Chi scrive vive a metà. Una parte di sé si sottrae alla vita per raccontarla, l’altra si muove attivamente nel mondo. Io ricerco caratteri, voci, sono un’amante della prima persona. Al momento scrivo molto poco. Spero di poter tornare presto a bilanciare queste due forme. Le tracce del vissuto si presentano come fantasmi quando sono alle prese con la scrittura e io sono lì che tento di scacciarli perché è l’incontro con l’altro da me che mi interessa, ma, in effetti, non sono sicura sia possibile.

Quali sono gli obiettivi personali e professionali per il futuro?

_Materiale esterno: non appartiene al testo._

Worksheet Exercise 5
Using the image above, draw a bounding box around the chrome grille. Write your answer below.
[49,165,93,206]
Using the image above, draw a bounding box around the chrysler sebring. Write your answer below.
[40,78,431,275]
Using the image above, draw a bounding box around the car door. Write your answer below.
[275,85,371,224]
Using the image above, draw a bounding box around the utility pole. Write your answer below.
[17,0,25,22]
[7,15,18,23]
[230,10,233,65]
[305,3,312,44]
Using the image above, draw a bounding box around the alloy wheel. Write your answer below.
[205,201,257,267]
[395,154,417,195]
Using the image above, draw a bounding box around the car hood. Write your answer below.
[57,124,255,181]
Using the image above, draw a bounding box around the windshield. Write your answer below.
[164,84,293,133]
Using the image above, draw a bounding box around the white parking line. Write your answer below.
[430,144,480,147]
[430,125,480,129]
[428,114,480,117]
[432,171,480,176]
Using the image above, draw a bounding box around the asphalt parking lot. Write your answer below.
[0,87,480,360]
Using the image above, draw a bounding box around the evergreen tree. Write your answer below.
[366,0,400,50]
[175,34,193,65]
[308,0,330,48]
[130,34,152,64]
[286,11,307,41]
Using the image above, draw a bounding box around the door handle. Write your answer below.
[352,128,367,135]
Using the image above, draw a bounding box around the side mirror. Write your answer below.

Vorrei scrivere un romanzo, e spero di avere la possibilità di lavorare in progetti di ospitalità che mettano al centro la persona e i suoi bisogni. Ieri leggevo un blog sugli hotel di tutto il mondo. A una selezione di questi veniva assegnato un punteggio a più voci, tra queste il “life changing”. Mi ha fatto sorridere l’idea che un hotel, un luogo dell’ospitalità, potesse avere una conseguenza diretta sulla vita di un individuo, migliorandola. Ma so bene che è così che stanno le cose e lo so con cognizione di causa. Il viaggio, o la vacanza, corrisponde a una frattura, una interruzione del quotidiano, e in questo senso è una occasione unica e irripetibile. Il turismo avrà una vocazione sempre più umanistica e sociale.

Qual è la tua destinazione del cuore? Il posto che consigli a chiunque di visitare?

Non credo di averne una. Ci sono però dei luoghi che mi sono rimasti impressi. Pescador Island nelle Filippine per nuotare con maschera e tubo, Clifton Beach a Città del Capo al tramonto, le calette tra Mattinata e Zagare a metà di un pomeriggio estivo.

Quali sono le donne che ammiri? 

Una domanda a cui non so rispondere perché se tento di farlo mi vengono in mente moltissime figure e moltissimi nomi. Posso tracciare una linea immaginaria per unire i punti di questa costellazione di volti. Ne verrebbe fuori una Orsa Maggiore ancora più luminosa. Vedo, tra quelle stelle, la bellissima Elsa con in braccio Alvaro, il suo gatto.